After the transformer layers, the model has a rich understanding of "two plus three". But it's still just vectors—we need an actual answer.
The output layer asks: "Given everything I've learned about this input, which word in my vocabulary is most likely to come next?"
It scores every word in the vocabulary:
For input "two plus three", the model scores each possible answer:
"zero" → 0.1%
"one" → 0.2%
"two" → 0.3%
"three" → 0.5%
"four" → 2.1%
"five" → 94.2% ← highest!
"six" → 1.8%
"seven" → 0.4%
...
"plus" → 0.01%
"minus" → 0.01%These percentages are called probabilities. They add up to 100% across all words in the vocabulary. The model is saying: "I'm 94.2% confident the answer is 'five'."
The Math Behind It
How does the model convert vectors into probabilities? Two steps:
1. Linear layer: Multiply the final vector by a weight matrix to get a "score" for each word. Higher score = model thinks this word is more likely.

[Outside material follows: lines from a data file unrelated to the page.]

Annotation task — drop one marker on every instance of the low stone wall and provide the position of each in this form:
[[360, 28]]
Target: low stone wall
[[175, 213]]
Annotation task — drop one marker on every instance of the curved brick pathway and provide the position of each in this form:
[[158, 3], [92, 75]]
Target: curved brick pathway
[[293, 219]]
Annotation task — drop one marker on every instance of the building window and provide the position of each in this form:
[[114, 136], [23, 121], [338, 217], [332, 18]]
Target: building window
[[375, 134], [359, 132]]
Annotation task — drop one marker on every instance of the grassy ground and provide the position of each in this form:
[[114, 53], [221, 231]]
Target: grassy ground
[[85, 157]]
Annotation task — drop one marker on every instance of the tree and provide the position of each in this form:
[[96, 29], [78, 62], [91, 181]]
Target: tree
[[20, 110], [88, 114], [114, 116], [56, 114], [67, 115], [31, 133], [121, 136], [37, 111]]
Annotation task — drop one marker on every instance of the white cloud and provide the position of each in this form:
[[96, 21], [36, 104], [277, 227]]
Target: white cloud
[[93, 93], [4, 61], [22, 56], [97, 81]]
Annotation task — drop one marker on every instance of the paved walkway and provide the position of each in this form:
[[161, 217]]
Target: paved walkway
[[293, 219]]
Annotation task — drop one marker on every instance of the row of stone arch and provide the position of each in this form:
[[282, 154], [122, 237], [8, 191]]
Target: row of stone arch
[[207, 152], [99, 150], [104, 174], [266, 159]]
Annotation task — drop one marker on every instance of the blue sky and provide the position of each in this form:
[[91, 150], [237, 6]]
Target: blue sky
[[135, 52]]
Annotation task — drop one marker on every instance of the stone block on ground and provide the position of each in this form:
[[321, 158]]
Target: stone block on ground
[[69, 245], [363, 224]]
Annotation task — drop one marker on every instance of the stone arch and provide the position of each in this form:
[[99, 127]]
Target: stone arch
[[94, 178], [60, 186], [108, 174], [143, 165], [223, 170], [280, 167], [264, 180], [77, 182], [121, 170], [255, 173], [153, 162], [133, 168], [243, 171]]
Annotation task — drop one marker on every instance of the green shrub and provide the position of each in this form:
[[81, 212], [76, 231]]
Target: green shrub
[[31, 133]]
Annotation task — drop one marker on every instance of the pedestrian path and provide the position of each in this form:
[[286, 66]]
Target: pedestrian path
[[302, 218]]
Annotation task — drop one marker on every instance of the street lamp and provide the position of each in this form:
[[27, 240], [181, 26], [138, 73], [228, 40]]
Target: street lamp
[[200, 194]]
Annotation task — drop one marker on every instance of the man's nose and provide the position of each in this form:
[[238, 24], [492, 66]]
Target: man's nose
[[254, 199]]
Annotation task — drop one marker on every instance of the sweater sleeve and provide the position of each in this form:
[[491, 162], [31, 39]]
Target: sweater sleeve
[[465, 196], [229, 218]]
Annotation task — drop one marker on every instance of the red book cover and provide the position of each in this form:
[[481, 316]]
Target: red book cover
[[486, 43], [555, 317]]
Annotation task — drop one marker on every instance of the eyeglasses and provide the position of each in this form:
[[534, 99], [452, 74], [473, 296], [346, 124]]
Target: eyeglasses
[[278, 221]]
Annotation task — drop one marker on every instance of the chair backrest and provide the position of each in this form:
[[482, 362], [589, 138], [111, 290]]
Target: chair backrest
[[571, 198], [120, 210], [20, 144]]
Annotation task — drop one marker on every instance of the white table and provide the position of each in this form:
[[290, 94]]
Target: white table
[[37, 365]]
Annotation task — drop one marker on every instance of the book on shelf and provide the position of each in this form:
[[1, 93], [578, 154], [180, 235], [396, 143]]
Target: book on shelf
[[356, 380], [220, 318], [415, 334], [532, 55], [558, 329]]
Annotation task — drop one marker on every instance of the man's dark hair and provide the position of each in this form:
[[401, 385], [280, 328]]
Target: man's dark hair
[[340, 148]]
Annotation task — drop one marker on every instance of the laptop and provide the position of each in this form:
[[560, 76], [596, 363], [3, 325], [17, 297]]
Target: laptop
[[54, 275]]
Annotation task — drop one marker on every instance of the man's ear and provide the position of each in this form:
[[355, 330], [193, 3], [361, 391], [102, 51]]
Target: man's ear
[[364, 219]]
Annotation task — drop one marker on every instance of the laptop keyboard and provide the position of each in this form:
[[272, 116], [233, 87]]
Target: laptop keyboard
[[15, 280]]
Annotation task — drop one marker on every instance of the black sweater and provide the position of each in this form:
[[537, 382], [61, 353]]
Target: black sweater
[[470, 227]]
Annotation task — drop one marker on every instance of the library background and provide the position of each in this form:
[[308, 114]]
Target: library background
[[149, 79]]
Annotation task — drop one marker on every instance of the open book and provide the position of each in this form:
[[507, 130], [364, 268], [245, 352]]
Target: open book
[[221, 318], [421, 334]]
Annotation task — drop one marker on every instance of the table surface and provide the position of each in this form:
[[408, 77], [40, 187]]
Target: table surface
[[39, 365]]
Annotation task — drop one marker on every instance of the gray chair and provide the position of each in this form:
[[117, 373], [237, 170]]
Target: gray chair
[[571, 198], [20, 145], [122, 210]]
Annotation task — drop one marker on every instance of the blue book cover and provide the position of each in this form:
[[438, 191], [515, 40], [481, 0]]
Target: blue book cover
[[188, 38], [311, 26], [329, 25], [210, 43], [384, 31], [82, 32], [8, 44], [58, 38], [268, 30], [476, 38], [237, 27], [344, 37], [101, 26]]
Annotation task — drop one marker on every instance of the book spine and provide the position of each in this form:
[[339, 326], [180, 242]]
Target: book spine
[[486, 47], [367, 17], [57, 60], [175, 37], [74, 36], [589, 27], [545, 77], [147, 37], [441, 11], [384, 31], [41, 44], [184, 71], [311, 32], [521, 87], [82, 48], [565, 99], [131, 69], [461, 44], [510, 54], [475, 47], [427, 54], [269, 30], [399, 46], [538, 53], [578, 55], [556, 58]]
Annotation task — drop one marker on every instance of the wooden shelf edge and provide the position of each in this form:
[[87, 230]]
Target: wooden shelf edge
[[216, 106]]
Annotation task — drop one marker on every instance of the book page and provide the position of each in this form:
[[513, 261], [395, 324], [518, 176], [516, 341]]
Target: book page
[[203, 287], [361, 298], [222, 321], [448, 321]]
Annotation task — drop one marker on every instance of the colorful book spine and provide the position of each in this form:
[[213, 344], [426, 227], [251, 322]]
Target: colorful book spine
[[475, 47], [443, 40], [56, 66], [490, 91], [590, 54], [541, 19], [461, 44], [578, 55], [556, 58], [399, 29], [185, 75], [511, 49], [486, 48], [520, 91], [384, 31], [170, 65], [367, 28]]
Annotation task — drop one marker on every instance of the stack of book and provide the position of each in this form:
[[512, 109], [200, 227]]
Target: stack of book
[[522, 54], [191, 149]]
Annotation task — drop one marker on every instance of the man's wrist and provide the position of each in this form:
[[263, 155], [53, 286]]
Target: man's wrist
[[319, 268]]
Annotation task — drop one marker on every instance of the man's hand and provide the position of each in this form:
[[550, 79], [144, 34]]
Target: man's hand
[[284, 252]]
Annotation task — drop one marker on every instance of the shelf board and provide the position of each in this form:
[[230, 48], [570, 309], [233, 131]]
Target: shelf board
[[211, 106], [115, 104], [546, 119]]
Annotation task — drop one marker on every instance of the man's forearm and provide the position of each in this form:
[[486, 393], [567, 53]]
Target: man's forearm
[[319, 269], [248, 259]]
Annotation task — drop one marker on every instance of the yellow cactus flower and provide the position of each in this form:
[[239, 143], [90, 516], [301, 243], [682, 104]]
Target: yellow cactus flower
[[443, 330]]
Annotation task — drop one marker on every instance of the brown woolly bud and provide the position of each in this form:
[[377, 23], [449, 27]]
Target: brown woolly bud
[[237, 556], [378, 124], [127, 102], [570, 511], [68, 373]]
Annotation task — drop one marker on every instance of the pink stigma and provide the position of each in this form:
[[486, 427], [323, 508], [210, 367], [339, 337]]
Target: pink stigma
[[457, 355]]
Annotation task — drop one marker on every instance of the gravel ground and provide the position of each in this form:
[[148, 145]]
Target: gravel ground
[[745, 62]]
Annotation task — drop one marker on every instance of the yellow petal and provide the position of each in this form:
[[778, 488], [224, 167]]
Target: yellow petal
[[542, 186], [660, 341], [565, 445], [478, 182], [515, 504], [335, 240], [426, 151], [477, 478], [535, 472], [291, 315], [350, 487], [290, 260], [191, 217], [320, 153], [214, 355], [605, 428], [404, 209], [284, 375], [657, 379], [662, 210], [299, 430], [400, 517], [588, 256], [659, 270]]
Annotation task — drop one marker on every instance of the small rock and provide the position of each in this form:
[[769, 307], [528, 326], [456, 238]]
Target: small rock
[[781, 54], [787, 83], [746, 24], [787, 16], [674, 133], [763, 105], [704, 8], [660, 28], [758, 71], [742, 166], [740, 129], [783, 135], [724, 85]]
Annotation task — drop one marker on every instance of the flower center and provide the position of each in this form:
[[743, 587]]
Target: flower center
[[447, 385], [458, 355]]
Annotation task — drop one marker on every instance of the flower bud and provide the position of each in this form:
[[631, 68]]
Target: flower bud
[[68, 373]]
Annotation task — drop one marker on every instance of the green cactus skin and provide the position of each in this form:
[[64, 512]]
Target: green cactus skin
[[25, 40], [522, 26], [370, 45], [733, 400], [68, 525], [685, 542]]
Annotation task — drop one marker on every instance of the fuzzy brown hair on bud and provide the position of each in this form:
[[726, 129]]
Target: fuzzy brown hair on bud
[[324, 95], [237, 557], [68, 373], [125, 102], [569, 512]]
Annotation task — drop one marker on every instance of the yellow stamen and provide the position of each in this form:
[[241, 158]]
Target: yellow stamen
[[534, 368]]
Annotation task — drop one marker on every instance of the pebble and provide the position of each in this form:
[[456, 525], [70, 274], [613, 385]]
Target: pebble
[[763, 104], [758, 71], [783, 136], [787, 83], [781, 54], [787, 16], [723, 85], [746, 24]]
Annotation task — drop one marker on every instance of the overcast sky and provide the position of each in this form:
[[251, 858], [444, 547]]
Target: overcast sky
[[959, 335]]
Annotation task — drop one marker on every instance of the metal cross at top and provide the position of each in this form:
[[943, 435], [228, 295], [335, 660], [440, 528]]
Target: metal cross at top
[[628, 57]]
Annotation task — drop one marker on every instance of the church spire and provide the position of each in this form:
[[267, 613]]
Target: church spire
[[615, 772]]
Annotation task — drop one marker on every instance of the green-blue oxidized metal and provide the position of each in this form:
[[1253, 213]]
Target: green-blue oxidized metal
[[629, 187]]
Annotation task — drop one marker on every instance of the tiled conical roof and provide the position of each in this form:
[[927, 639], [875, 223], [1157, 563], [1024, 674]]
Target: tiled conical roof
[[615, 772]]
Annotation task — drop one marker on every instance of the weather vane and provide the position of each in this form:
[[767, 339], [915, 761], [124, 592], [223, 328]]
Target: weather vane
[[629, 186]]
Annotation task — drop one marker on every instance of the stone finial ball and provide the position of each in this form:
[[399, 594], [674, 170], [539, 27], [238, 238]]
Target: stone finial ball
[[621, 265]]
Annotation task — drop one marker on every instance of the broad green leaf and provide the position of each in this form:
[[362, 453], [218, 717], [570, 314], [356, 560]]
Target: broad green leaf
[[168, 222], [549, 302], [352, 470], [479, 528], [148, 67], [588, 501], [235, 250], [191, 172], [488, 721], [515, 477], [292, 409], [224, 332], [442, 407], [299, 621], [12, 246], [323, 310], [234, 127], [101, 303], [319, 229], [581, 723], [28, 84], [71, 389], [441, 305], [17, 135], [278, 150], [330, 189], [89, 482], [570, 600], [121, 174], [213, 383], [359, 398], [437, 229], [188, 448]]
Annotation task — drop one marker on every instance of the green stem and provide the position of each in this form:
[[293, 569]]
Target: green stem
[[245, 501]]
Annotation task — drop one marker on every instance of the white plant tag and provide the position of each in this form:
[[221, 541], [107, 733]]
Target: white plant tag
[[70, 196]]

final_vector (64 numbers) × weight_matrix (64 × 30) = scores (30 numbers)
scores = [-2.1, -1.8, -1.5, -0.9, 0.3, 4.2, 0.1, -0.5, ...]
zero one two three four five six sevenWhere does the weight matrix come from? We create it, and the model learns its values during training.
- 64 = our embedding dimension (the size of each word vector)
- 30 = our vocabulary size (how many words the model knows)
2. Softmax: Convert raw scores into probabilities (0-100%) that sum to 100%. The formula is:
probability(word) = e^(score for word) / sum of e^(all scores)
For "five" with score 4.2:
e^4.2 = 66.7
sum of all e^scores = 70.8
probability = 66.7 / 70.8 = 94.2%Softmax has a useful property: it makes high scores much higher and low scores much lower. A score of 4.2 vs 0.3 becomes 94.2% vs 2.1%. This makes the model "confident" in its best guess.